Thursday, May 31, 2012

Argument Against Same-Sex Marriage

I guess I did a same-sex marriage mock trial in one of my classes. In a legal context it's interesting to see how the basis of my argument is that no rights have been taken away from gay couples. New case law supporting same-sex marriage often uses the reverse of my argument now; gay rights have been taken away via Prop 8, DOMA, or others and must now be given back.

RESOLVED: States have a legitimate interest in restricting marriage to couples consisting of one man and one woman so that legal challenges to marriage licensing statutes, which are interpreted by State Departments of Health to apply only to male/female couples, must fail.

Two questions regarding the resolution have been posited.

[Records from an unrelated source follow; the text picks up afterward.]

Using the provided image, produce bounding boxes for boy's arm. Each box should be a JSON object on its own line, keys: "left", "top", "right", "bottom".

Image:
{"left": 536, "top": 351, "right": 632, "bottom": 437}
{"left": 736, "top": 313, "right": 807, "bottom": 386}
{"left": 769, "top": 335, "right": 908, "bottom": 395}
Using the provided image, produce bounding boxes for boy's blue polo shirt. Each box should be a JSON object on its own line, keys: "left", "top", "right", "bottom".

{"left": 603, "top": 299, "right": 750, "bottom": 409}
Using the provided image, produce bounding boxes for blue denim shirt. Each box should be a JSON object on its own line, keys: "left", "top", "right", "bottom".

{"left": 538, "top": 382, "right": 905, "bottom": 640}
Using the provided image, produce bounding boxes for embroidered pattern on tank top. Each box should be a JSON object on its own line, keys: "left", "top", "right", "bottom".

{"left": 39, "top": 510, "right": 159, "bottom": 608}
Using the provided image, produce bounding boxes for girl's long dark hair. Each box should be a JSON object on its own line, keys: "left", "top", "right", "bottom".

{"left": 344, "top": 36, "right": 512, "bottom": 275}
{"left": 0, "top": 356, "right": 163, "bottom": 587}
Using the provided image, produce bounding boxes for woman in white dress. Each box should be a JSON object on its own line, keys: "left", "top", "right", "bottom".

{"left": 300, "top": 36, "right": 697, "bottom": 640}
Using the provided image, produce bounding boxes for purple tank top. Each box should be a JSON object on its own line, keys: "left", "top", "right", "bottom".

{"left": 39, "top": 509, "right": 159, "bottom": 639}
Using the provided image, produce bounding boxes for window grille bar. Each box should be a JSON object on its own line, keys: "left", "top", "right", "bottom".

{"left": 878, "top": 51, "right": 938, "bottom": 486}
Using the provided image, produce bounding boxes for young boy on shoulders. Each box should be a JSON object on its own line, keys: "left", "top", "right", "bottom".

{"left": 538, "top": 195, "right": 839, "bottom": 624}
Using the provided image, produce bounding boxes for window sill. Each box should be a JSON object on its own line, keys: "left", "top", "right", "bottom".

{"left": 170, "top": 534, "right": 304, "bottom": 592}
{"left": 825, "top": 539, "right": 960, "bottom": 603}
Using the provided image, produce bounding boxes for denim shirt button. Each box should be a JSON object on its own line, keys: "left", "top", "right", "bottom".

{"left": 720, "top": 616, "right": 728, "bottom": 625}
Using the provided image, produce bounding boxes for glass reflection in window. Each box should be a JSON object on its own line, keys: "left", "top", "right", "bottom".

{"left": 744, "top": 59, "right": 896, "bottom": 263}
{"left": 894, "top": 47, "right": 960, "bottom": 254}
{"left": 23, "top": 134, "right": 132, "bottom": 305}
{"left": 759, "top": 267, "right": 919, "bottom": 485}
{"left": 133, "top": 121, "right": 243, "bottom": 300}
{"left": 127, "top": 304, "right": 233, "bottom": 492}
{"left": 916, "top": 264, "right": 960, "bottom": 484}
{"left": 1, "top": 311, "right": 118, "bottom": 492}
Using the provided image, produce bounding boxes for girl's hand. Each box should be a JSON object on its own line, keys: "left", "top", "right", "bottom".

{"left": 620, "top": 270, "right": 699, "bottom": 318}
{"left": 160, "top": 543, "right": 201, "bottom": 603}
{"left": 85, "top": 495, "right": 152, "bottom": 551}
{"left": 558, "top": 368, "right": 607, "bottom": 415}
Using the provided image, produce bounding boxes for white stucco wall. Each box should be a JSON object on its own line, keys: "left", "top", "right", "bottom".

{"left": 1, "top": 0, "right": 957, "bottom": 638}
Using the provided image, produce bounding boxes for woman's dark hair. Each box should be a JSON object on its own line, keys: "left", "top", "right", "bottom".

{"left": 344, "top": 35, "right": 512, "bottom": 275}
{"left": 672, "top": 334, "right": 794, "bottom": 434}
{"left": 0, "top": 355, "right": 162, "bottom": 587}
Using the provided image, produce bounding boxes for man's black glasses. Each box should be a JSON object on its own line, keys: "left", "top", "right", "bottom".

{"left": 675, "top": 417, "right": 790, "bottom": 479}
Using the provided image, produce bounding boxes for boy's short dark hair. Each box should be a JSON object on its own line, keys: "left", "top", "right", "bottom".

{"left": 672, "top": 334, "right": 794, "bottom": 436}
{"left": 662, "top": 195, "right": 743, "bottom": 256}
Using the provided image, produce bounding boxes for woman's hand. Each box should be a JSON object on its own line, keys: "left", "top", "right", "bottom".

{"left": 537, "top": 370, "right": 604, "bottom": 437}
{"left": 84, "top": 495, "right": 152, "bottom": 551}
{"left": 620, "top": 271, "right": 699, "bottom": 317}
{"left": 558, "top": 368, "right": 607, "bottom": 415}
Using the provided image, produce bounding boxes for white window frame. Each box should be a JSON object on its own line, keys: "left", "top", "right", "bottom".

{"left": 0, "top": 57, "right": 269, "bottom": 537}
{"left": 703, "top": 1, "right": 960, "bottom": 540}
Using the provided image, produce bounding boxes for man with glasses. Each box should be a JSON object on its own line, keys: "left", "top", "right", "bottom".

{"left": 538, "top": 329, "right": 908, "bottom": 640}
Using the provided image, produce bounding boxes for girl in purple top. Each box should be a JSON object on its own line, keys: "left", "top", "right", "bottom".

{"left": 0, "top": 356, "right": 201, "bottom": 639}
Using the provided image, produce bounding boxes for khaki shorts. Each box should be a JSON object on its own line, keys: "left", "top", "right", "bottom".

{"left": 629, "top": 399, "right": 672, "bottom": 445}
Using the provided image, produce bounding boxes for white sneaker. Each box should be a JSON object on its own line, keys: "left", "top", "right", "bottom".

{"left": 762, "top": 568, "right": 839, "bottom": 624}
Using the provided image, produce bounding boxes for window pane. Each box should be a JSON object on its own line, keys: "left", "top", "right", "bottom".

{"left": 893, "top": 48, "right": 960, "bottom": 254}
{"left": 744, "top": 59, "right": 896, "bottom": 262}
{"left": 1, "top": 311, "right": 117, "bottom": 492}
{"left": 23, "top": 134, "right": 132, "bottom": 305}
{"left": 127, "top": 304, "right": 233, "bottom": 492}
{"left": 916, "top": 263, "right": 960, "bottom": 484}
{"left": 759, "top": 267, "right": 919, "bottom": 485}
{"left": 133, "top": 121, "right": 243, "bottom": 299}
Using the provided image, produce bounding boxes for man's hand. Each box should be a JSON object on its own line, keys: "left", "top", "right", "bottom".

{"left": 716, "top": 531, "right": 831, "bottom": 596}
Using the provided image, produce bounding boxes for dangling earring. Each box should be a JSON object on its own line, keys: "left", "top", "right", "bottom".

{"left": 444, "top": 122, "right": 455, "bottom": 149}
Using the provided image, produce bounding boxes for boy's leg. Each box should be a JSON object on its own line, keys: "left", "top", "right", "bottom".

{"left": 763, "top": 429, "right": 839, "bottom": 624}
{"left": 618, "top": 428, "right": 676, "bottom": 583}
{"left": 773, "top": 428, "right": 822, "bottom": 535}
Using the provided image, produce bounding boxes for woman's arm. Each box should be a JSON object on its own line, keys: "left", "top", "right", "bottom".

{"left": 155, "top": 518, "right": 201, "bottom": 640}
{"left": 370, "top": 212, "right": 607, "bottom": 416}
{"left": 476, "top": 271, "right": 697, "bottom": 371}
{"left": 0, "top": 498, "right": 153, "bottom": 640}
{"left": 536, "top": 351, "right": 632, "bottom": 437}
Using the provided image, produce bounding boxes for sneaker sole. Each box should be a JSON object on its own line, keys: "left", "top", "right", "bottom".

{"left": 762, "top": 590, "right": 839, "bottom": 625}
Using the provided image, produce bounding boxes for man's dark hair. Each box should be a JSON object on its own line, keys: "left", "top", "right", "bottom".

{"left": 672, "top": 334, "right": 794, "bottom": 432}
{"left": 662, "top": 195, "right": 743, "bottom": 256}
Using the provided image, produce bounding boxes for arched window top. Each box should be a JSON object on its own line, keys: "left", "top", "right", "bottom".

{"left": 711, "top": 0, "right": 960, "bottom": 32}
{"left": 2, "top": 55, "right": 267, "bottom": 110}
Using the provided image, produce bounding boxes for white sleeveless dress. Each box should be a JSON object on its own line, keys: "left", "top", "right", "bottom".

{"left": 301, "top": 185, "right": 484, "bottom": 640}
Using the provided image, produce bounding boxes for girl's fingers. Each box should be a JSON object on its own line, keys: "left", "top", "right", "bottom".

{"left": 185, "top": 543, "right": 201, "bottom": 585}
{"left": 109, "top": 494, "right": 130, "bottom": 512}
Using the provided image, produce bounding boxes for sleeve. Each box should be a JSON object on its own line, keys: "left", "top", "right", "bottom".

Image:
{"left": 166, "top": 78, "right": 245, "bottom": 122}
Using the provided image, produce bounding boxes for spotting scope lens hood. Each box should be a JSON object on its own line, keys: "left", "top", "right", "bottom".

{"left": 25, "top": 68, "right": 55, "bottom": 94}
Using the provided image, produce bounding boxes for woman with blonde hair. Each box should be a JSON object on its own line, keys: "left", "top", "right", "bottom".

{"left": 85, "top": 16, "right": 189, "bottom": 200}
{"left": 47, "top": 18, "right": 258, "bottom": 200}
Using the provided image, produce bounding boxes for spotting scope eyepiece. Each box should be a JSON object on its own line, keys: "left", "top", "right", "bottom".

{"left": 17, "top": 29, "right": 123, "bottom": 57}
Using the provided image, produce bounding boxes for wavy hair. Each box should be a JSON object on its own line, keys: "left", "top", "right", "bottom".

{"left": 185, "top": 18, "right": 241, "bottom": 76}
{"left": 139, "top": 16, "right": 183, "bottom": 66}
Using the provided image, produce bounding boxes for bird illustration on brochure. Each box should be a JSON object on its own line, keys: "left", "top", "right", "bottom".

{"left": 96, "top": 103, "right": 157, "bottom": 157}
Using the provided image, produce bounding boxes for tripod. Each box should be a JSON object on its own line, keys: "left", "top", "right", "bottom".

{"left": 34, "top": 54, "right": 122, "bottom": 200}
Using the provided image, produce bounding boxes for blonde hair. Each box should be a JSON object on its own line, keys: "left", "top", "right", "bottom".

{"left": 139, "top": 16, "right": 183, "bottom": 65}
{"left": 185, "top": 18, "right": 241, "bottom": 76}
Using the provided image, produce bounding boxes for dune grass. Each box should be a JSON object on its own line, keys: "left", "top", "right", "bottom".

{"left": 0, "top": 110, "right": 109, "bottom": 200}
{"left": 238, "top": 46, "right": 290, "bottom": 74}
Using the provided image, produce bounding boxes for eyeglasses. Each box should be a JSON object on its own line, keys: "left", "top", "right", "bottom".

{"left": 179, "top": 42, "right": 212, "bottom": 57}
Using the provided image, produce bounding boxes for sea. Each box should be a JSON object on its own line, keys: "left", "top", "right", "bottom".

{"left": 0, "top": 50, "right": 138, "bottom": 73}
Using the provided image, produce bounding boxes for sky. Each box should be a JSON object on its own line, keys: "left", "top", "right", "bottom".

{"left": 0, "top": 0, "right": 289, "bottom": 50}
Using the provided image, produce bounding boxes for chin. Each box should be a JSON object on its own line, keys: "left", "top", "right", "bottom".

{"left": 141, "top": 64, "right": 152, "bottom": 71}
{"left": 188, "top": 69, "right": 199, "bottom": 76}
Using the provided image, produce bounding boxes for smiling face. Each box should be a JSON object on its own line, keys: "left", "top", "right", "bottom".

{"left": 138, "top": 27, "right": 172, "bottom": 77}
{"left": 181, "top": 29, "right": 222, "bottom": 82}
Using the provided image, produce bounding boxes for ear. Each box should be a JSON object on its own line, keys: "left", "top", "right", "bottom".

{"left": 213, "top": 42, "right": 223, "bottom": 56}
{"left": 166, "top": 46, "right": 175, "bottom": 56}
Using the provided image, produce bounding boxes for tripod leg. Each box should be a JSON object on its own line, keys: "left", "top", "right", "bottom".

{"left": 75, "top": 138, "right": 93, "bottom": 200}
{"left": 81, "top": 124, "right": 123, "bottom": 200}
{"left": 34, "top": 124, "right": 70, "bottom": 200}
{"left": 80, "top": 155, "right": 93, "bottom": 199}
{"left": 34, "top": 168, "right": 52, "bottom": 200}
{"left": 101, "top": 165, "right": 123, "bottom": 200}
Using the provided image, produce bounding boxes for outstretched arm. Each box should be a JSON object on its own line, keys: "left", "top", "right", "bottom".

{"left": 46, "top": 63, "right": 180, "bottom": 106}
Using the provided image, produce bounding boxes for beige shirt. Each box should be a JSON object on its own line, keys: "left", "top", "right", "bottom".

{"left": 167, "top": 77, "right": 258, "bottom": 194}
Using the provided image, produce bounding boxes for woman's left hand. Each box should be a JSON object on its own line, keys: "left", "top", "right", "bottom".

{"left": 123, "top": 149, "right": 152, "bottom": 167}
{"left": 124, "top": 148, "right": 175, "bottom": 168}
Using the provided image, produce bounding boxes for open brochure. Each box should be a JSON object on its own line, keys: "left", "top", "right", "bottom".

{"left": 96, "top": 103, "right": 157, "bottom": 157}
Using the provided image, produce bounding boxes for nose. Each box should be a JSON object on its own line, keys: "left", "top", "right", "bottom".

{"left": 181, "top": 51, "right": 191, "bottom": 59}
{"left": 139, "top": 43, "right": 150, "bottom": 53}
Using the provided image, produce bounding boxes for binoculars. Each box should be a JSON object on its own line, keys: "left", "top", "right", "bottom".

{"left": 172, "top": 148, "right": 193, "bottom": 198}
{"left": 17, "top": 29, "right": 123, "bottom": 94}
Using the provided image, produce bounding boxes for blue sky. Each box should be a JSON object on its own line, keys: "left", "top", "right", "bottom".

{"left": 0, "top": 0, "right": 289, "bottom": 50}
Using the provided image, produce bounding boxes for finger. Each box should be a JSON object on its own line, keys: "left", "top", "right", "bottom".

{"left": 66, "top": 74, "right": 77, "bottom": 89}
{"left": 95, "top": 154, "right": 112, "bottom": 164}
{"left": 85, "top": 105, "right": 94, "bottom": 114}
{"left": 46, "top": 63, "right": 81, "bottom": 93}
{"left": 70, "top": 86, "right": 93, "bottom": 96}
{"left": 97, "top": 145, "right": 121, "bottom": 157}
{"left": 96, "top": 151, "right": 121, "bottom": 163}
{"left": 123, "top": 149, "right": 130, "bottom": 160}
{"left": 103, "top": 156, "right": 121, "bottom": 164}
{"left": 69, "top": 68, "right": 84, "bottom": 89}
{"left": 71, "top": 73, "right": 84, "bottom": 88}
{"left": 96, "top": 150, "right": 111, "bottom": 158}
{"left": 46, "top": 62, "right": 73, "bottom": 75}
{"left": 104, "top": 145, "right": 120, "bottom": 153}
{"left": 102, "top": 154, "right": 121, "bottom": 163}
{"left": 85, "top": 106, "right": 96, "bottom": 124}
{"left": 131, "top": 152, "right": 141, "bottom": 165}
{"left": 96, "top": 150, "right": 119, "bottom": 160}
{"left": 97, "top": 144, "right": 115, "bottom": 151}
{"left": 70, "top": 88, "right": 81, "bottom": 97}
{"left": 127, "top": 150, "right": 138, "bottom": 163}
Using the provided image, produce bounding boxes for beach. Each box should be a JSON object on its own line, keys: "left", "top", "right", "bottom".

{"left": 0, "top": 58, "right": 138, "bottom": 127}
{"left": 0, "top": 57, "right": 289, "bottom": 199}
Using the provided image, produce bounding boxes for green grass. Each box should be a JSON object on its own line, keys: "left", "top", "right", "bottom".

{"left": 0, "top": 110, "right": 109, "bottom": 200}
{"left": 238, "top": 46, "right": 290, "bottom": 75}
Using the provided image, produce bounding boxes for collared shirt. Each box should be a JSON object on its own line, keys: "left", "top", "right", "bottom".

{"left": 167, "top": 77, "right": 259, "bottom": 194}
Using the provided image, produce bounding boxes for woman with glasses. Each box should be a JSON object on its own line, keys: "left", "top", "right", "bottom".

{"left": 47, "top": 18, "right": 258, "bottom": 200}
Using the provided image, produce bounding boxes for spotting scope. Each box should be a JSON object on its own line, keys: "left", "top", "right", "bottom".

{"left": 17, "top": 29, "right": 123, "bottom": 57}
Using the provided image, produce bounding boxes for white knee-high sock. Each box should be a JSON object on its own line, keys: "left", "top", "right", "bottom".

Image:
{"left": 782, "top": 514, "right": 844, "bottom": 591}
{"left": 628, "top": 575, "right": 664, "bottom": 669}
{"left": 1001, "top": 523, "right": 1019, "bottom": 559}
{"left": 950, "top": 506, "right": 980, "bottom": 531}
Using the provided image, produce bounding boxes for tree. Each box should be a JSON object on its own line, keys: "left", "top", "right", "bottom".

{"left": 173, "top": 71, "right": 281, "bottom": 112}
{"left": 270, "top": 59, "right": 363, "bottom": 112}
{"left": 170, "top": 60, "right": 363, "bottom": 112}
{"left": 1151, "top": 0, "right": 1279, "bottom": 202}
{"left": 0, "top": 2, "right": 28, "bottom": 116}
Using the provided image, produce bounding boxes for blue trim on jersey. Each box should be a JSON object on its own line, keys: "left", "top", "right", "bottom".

The first question is whether marriage rights are within the jurisdiction of the judicial system. The second question put before us is whether to apply strict scrutiny to the restriction of same sex marriages. While the opposing side finds that marriage is indeed a right that the courts must preside over, it most certainly is not and must be considered a priori to any other issues brought up at all.

To begin with, as Commonwealth v. Chou clearly states, the courts cannot actively hand down rights to people until a legislature has passed or restricted said rights. In reviewing the resolution it becomes more than clear that marriage is not a right granted to anyone in these United States. The very necessity of a blood-test, a willing partner, and many other chance factors makes the right to marriage a silly and unrealistic view of our modern society. To say that marriage is a right is to trivialize the meaning of marriage itself. Marriage is a privilege that the legislature has yet to regard as a right and until that day this court will not even consider the issue of who gets to marry whom.

However, those in the opposition will surely ask this court to consider it, and I suspect that this court will eventually have to deal with marriage as a right. And on those grounds, for same-sex marriage, one party will argue for strict scrutiny. And they are right, strict scrutiny must be applied, and surely, when it is, same-sex marriage will be struck down. Strict scrutiny relies on a compelling governmental interest in the law in question, and marriage, being the prerequisite for the fundamental economic unit in this country, is wholly in the government’s interest. The question then arises; why not generate more of these essential roots to the functioning of this country? The answer is simple: opening the door to freely defining the basic economic unit of our system would drastically alter the landscape of these United States and ultimately ruin the chances of making accurate guesses as to the outcomes of our economy. Conferring benefits to same-sex couples would necessarily reduce the government’s ability to govern. Furthermore, strict scrutiny requires the government to narrowly tailor its laws, and by opening up marriage to all couples regardless of composition the legislature would effectively be opening the floodgates. Passage of a same-sex marriage law could never possibly be so closely tailored as to allow only the “best” people to marry, and if it did then it would fail strict scrutiny as under-inclusive. I refer the court to Korematsu v. United States wherein strict scrutiny was applied in a fashion similar to how it would be applied here. While the circumstances were very different, it nevertheless set precedent for de jure discrimination. As a reminder, it required openly discriminatory language and eventually, the court upheld executive order 9066. Basically, for a ban on same-sex marriage laws to be struck down by this court, there would have to be a significant harm being done to any parties including a historical precedent set for real benefits lost. Same-sex couples could never provide this and thus find that they are unable to realize a discussion on equal protection.

For those reasons the court neither has to hear nor consider same-sex marriage at all, and if it does it must promptly strike down any laws because they would be surely seen as destructive to the regular functioning of government.